Baseado em parte nas recordações de juventude de Gary Goetzman, que foi ator quando era criança e depois se tornou produtor, “Licorice Pizza” é um filme alegre e despreocupadamente desarrumado, tão descontraído, topa-a-tudo e inesperado como as suas duas personagens principais, uma história de amor obstinado de uma parte e recalcitrante da outra, filmada por Paul Thomas Anderson em borbulhante ritmo de mata-cavalos e sempre, sempre ao lado de Gary e Alana, irresistivelmente interpretados pelo expansivo Hoffman e pela pernilonga Haim. Eles não podiam ter sido mais bem escolhidos, porque estão nos antípodas dos estereótipos insipidamente glamorosos que abundam no cinema e na televisão, exibindo as pequenas imperfeições físicas que os tornam mais humanos e mais próximos de nós.

[Veja uma cena do filme:]

É claro que adivinhamos logo como tudo irá acabar entre Gary e Alana. Mas neste caso pouco importa, porque Paul Thomas Anderson mantém-nos sempre entretidos, divertidos e a saltar de um lado para o outro, de incidente em incidente, e deste sítio para aquele na companhia do par (há uma hilariante ida a Nova Iorque para promover na televisão uma fita em que Gary entrou e tem como estrela uma mal-disposta Lucille Ball). E o filme está instalado nos EUA dos anos 70 de forma tão firme e convincente, sem forçar a menor nota, seja na banda sonora, nos comportamentos ou no guarda-roupa, que quase parece que veio de lá metido numa máquina do tempo.

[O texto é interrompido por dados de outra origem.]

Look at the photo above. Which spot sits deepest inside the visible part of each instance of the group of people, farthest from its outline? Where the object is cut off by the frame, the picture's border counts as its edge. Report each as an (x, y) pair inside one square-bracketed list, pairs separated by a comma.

E quanto ao título, “Licorice Pizza”, não é um jogo de palavras aleatório, mas sim o nome de uma cadeia de lojas de discos que existiu na Califórnia entre 1969 e 1985. O seu dono, James Greenwood, era, segundo consta, tão ou mais desenrascado que Gary Valentine, e foi buscá-lo a uma piada feita pelo duo de cómicos e cantores “folk” Bud & Travis, que se referiram a um disco seu de pouco ou nenhum sucesso, como estando a ser vendido a lojas de comida para animais passando por “licorice pizza” (“pizza de alcaçuz”). Mal eles sabiam que ia dar um filme tão entusiasmante, tão folgazão e tão bom.